Total time: 3.256 secs
To use Groovy plugin slightly more configuration is needed:
apply plugin: 'groovy'

repositories {
mavenLocal()
mavenCentral()
}

dependencies {
groovy 'org.codehaus.groovy:groovy-all:2.0.5'
}
At lines 3 to 6 Maven repositories are set. At line 9 dependency with groovy library version is specified. Of course plugin as 'java', 'groovy' and many more can be mixed each other.

If we have settings.gradle file and a build.gradle file for each module, there is no need for parent the-app/build.gradle file at all. Sure that's true but we can go another, better way.

One file to rule them all

Instead of creating many build.gradle config files, one per each module, we can use only the parent's one and make it a bit more juicy. So let us move the the-app/dao-layer/build.gradle a level up to the-app/build-gradle and fill it with new statements to achieve full project configuration:
def langLevel = 1.7

allprojects {

apply plugin: 'idea'

group = 'com.tamashumi'
version = '0.1'
}

subprojects {

apply plugin: 'groovy'

sourceCompatibility = langLevel
targetCompatibility = langLevel

repositories {
mavenLocal()
mavenCentral()
}

dependencies {
groovy 'org.codehaus.groovy:groovy-all:2.0.5'
testCompile 'org.spockframework:spock-core:0.7-groovy-2.0'
}
}

project(':dao-layer') {

dependencies {
compile 'org.hibernate:hibernate-core:4.1.7.Final'
}
}

project(':domain-model') {

dependencies {
compile project(':dao-layer')
}
}

project(':web-frontend') {

apply plugin: 'war'

dependencies {
compile project(':domain-model')
compile 'org.springframework:spring-webmvc:3.1.2.RELEASE'
}
}

idea {
project {
jdkName = langLevel
languageLevel = langLevel
}
}
At the beginning simple variable langLevel is declared.
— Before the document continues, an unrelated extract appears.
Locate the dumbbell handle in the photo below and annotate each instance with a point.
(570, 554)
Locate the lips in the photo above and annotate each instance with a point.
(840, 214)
It's worth knowing that we can use almost any Groovy code inside build.gradle file, statements like for example if conditions, for/while loops, closures, switch-case, etc... Quite an advantage over inflexible XML, isn't it?

Next the allProjects block. Any configuration placed in it will influence - what a surprise - all projects, so the parent itself and sub-projects (modules). Inside of the block we have the IDE (Intellij Idea) plugin applied which I wrote more about in previous article (look under "IDE Integration" heading). Enough to say that with this plugin applied here, command gradle idea will generate Idea's project files with modules structure and dependencies. This works really well and plugins for other IDEs are available too.
Remaining two lines at this block define group and version for the project, similar as this is done by Maven.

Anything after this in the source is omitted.